Nè è necessario che il correntista, attore in ripetizione dell’indebito, produca gli estratti conto riferiti all’intera durata del rapporto di conto corrente, essendo sufficiente che da quelli effettivamente prodotti, e in generale dalle prove offerte risultino gli addebiti oggetto della domanda di ripetizione e i presupposti di fatto della loro illegittimità, e ciò, in quanto, gli estratti conto, ancorchè parziali, poichè redatti dalla banca, costituiscono, comunque, in sè, prova piena contro la sua autrice, con la conseguenza che se la domanda del correntista è limitata – come nella specie – alla ripetizione di somme illegittimamente addebitattgli dalla banca, detta produzione ben può essere sufficiente (cfr. Cass. n. 11543/19).

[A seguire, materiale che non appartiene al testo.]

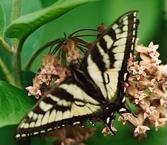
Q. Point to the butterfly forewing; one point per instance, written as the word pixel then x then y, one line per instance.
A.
pixel 84 94
pixel 110 54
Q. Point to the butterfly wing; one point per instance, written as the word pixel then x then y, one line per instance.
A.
pixel 67 104
pixel 106 64
pixel 77 99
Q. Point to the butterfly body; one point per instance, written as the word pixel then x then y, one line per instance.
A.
pixel 95 88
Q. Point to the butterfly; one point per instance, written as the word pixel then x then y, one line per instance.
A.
pixel 95 87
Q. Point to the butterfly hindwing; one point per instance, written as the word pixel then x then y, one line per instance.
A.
pixel 67 104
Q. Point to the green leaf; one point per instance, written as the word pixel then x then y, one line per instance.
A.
pixel 2 20
pixel 25 25
pixel 124 136
pixel 14 104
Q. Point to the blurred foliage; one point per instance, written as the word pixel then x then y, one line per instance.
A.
pixel 152 27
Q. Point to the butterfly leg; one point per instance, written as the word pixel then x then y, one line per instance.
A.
pixel 108 121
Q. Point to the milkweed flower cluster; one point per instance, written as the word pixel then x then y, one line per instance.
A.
pixel 50 72
pixel 147 90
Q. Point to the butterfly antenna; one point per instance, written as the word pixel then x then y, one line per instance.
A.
pixel 81 30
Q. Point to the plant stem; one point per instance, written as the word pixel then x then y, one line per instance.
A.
pixel 5 45
pixel 16 9
pixel 7 73
pixel 38 51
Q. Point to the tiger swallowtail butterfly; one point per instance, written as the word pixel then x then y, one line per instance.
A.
pixel 95 88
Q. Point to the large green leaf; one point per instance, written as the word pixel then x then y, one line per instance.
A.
pixel 14 104
pixel 2 20
pixel 124 136
pixel 25 25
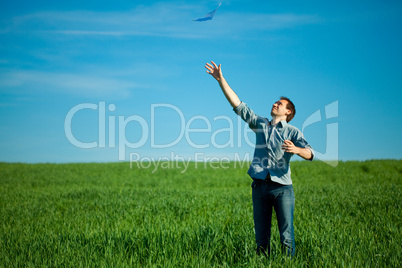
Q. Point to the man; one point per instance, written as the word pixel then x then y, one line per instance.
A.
pixel 276 142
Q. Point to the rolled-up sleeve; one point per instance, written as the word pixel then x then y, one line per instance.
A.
pixel 246 114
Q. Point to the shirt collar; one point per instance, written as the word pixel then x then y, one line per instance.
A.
pixel 282 123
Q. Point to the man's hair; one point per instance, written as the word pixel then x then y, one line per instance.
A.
pixel 291 107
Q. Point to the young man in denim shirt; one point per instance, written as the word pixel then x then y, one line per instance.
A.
pixel 276 142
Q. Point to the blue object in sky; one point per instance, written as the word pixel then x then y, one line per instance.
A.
pixel 209 16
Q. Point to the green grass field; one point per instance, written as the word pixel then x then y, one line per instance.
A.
pixel 80 215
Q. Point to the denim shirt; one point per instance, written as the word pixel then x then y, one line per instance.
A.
pixel 269 157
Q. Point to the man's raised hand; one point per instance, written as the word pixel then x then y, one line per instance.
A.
pixel 214 70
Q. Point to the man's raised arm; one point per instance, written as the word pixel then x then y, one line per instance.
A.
pixel 216 72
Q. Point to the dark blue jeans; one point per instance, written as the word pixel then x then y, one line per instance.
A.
pixel 268 195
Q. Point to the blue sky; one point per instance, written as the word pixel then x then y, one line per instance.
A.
pixel 136 58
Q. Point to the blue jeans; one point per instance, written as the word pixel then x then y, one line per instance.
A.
pixel 268 195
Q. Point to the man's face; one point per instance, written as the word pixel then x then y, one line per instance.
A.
pixel 279 108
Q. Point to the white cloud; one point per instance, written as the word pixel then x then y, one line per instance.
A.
pixel 67 83
pixel 161 19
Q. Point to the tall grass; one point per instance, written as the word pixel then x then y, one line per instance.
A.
pixel 81 215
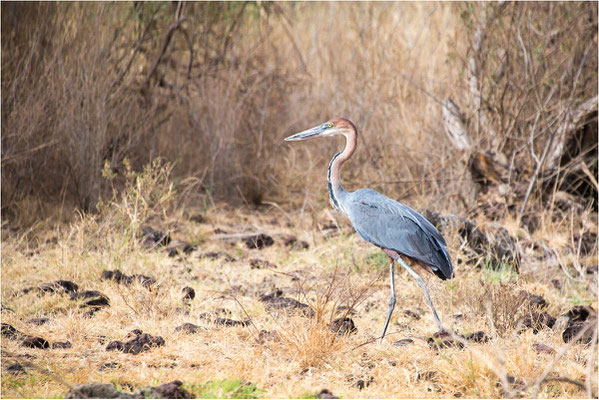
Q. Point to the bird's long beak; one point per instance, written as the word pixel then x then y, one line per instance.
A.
pixel 310 133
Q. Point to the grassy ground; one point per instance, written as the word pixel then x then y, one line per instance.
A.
pixel 304 356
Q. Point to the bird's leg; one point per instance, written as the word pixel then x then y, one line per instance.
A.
pixel 423 287
pixel 391 299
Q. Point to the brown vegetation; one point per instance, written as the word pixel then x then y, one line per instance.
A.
pixel 129 130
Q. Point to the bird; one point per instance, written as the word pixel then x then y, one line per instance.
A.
pixel 398 230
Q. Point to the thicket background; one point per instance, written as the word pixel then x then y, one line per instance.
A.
pixel 215 87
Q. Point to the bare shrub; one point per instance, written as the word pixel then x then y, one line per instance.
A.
pixel 530 84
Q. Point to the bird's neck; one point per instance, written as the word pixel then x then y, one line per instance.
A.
pixel 336 191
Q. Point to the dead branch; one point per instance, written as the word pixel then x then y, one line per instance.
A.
pixel 167 39
pixel 569 126
pixel 455 128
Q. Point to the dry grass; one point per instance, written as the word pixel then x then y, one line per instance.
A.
pixel 303 355
pixel 82 116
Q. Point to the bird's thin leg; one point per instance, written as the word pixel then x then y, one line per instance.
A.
pixel 391 299
pixel 423 287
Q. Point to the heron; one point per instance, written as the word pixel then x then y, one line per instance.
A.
pixel 398 230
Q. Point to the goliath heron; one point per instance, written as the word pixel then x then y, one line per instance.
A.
pixel 394 227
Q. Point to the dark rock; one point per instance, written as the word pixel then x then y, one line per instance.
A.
pixel 136 345
pixel 574 329
pixel 498 245
pixel 533 300
pixel 189 248
pixel 134 333
pixel 188 293
pixel 110 365
pixel 38 321
pixel 90 313
pixel 267 336
pixel 556 284
pixel 119 277
pixel 581 313
pixel 177 246
pixel 59 286
pixel 222 311
pixel 343 326
pixel 102 339
pixel 189 328
pixel 154 237
pixel 530 221
pixel 442 340
pixel 256 263
pixel 16 369
pixel 345 310
pixel 536 321
pixel 411 314
pixel 361 383
pixel 96 299
pixel 212 255
pixel 543 348
pixel 426 376
pixel 258 241
pixel 478 337
pixel 61 345
pixel 97 391
pixel 515 382
pixel 222 321
pixel 325 394
pixel 403 342
pixel 115 345
pixel 198 218
pixel 6 308
pixel 588 244
pixel 275 301
pixel 10 332
pixel 116 276
pixel 171 390
pixel 291 241
pixel 145 281
pixel 35 343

Il secondo motivo di censura, avente ad oggetto la questione sulla non riferibilità della dichiarazione di debito al rapporto in contestazione, è assorbito per effetto della conferma, conseguente al rigetto del primo e del terzo motivo, della ratio decidendi basata sulla qualificazione della dichiarazione quale ricognizione di debito, unitamente alla nullità del titolo di quanto preteso dalla banca, nella parte relativa agli interessi.

La mancata predisposizione di difese scritte da parte dei resistenti esonera il Collegio dal provvedere sulle spese.

PQM

LA CORTE SUPREMA DI CASSAZIONE

Rigetta il ricorso.

Ai sensi del D.P.R. n. 115 del 2002, art. 13, comma 1 quater, dà atto della sussistenza dei presupposti per il versamento da parte del ricorrente dell’ulteriore importo pari a quello dovuto per il ricorso, a norma dello stesso art. 13, comma 1 bis.

Così deciso in Roma, nella camera di consiglio, il 10 settembre 2019.